Still, the stocks were able to catch a late bid that helped the broader market break free from an afternoon of sideways chop. The support helped stocks finish higher for the fifth straight session and gave the stock market a weekly gain of 2.7%, which marks its best weekly performance in two months.

Advancing Sectors: Industrials (+1.5%), Materials (+1.0%), Tech (+0.8%), Energy (+0.5%), Health Care (+0.3%)

Declining Sectors: Financials (-0.5%), Consumer Staples (-0.5%), Telecom (-0.5%), Utilities (-0.1%)

Unchanged: Consumer Discretionary

DJ30 +11.33 NASDAQ +17.12 NQ100 +0.9% R2K +0.4% SP400 +0.6% SP500 +3.29

Earlier in the morning, the mood and pre-opening started out this way

09:05 am : S&P futures vs fair value: -4.00. Nasdaq futures vs fair value: -5.00.
U.S. stock futures continue to trade with weakness in the wake of some disappointing monthly payroll numbers. Europe's major bourses have also retreated in the wake of the data, unhelped by news that unemployment in the euro zone hit 10% for the first time in the history of the euro currency, according to reports. The EuroStoxx is down 0.2% and the FTSE is currently down 0.5%.
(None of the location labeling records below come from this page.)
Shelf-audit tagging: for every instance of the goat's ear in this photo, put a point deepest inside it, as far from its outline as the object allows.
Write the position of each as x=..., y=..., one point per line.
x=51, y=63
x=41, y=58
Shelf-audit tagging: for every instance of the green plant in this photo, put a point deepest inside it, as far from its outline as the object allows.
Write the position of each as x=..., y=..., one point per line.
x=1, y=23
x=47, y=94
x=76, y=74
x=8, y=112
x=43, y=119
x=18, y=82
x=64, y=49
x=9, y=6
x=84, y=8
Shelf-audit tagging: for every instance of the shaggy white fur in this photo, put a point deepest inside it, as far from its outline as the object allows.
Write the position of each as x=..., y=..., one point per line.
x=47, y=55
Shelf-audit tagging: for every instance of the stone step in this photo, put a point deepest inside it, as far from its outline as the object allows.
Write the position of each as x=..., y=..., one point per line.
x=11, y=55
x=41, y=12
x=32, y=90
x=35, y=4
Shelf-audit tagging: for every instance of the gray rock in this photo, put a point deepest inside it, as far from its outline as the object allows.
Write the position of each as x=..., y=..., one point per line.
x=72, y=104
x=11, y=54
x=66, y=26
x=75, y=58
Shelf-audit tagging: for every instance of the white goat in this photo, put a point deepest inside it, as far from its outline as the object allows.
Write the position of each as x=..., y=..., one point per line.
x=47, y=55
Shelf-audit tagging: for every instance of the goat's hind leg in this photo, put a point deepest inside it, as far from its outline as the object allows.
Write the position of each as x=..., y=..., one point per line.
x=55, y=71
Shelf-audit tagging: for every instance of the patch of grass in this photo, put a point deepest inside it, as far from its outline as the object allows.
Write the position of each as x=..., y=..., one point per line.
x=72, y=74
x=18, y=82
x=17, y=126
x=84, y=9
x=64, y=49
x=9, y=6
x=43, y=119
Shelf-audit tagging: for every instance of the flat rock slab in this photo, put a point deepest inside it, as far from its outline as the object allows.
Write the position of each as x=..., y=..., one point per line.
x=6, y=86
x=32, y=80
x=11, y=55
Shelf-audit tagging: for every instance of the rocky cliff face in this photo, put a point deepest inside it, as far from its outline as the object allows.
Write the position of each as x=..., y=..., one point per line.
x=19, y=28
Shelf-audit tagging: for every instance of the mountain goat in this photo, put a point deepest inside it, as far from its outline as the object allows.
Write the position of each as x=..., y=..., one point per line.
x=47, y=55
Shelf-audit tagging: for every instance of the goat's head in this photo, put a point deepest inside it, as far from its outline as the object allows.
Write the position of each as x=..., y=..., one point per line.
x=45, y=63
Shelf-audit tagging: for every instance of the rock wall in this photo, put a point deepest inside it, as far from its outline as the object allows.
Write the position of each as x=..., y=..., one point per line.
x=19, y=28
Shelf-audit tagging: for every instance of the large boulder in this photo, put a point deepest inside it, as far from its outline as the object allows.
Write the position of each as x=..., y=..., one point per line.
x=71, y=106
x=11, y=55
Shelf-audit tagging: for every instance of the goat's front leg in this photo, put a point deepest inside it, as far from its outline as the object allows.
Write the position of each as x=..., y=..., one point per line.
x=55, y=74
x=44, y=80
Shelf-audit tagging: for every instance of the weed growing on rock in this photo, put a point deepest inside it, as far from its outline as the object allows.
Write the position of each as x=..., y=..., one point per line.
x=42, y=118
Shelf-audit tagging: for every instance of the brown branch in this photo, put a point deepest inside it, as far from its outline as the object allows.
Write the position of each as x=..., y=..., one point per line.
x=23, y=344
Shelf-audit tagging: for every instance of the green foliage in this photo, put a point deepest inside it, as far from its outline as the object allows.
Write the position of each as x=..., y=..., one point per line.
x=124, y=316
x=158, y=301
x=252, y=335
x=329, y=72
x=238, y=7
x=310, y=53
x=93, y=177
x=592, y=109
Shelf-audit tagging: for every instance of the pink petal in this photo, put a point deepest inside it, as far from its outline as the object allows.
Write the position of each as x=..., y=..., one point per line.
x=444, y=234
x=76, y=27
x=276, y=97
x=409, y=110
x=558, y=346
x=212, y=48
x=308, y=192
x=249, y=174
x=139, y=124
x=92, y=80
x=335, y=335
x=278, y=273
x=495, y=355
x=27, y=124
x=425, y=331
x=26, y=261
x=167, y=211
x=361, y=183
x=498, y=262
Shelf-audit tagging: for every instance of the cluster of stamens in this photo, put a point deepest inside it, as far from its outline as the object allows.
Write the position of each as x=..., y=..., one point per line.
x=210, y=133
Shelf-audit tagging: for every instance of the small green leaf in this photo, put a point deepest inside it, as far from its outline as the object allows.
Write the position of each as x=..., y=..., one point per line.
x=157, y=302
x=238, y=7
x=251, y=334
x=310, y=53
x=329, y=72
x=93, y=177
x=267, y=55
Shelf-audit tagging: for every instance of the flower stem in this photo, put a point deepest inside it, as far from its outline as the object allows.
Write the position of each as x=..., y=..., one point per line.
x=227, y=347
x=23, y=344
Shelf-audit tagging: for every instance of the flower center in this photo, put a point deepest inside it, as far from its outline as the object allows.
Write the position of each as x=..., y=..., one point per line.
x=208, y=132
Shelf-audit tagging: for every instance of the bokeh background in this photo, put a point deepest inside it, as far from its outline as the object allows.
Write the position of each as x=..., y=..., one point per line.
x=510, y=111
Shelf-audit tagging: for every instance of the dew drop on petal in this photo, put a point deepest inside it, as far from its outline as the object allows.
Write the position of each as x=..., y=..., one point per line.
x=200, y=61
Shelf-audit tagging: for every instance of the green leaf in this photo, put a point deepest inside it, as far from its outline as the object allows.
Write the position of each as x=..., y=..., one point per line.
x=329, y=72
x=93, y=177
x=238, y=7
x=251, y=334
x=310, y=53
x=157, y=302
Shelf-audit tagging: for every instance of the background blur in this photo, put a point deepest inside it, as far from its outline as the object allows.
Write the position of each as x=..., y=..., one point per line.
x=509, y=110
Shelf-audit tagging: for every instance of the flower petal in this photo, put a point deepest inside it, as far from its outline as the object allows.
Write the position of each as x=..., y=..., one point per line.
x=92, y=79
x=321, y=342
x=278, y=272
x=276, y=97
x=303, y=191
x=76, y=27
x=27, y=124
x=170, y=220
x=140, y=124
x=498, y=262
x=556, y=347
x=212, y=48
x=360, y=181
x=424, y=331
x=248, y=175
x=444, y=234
Some banks and miners have gained, though.

Barclays (BCS) has been helped by an upgrade from analysts at UBS.

In Germany, the DAX is down 0.6% at the moment, though Deutsche Bank (DB) has shown strength, thanks partly to an upgrade from analysts at UBS. Its shares are at their highest level since October.

In France, the CAC is currently off by 0.2%. Banks are also limiting losses there.

In Asia, the MSCI Asia Pacific Index added 0.6%, but Japan's Nikkei climbed 1.1% to hit a 15-month high. Carmakers were boosted with help from a weaker yen. However, the yen had actually pared losses from a four-month low against the dollar after Japan's Prime Minister Hatoyama said rapid moves in the currency market were "not good." Japan Airlines continued to flounder amid bankruptcy worries. In Hong Kong, the Hang Seng eked out a 0.1% gain, but that was good enough to erase early losses. In mainland China, the Shanghai Composite also closed just 0.1% higher.

08:35 am : S&P futures vs fair value: -3.00. Nasdaq futures vs fair value: -1.80.
Both stock futures and the dollar have pulled back as a result of some disappointing monthly payroll figures. Specifically, nonfarm payrolls for December decreased by 85,000, which is worse than the flat reading that had been expected. However, nonfarm payrolls for November were revised upward to reflect an increase of 4,000 jobs -- that marked the first increase in two years. The unemployment rate still stands at 10.0%, as expected. Average weekly hours worked also went unchanged at 33.2, as expected.

08:00 am : S&P futures vs fair value: -0.80. Nasdaq futures vs fair value: +3.30. The dollar has modestly extended its gain from the previous session, but stock futures remain flat. The tepid tone among premarket traders precedes the official December payrolls report, which is due at the bottom of the hour. Economists, on average, expect nonfarm payrolls to be flat for the month and that the unemployment rate will remain unchanged at 10.0%. Wholesale inventory data for November follows at 10:00 AM ET, then November consumer credit at 2:00 PM ET, but for broader market concern those reports are secondary to the jobs report.